Daran versuche ich die Koreaner zu erinnern. Sie kennen die Erfahrung von Armut, Krieg und Verfolgung aus ihrer Geschichte und können sich deshalb mit der leidenden Kirche der Gegenwart sehr gut identifizieren. Außerdem sind sie zu Recht stolz auf die Entwicklung ihres Landes und darauf, dass sie den Sprung vom Hilfe-Empfänger zum Wohltäter geschafft haben.

Wo setzen Sie die Schwerpunkte Ihrer Arbeit?

Im vergangenen Jahr habe ich meine persönlichen Eindrücke der Projekte von KIRCHE IN NOT im Irak, Libanon, in Pakistan und Nigeria in den Vordergrund gestellt. Diese Länder, aber natürlich auch die unerträgliche Situation in Syrien, thematisieren wir hier sehr stark.

In dieser Fastenzeit blicken wir besonders nach Indien. Papst Franziskus hat den Gläubigen Koreas aufgetragen, sich insbesondere der Glaubensgeschwister in Asien anzunehmen.

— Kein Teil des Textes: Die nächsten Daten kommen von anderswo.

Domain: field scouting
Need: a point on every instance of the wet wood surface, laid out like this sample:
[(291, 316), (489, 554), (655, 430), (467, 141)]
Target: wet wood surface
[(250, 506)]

„Das Leben Asiens hell machen”

Bei seinem Besuch im Jahr 2014 sagte er: „Genauso wie der Herr seine Herrlichkeit im heroischen Zeugnis der Märtyrer aufleuchten ließ, möchte er seine Herrlichkeit auch in eurem Leben und durch euch aufscheinen lassen, um das Leben dieses weiten Kontinents hell zu machen.“

Bei der Erfüllung dieses päpstlichen Auftrags mitzuwirken, dazu tritt KIRCHE IN NOT in Korea an.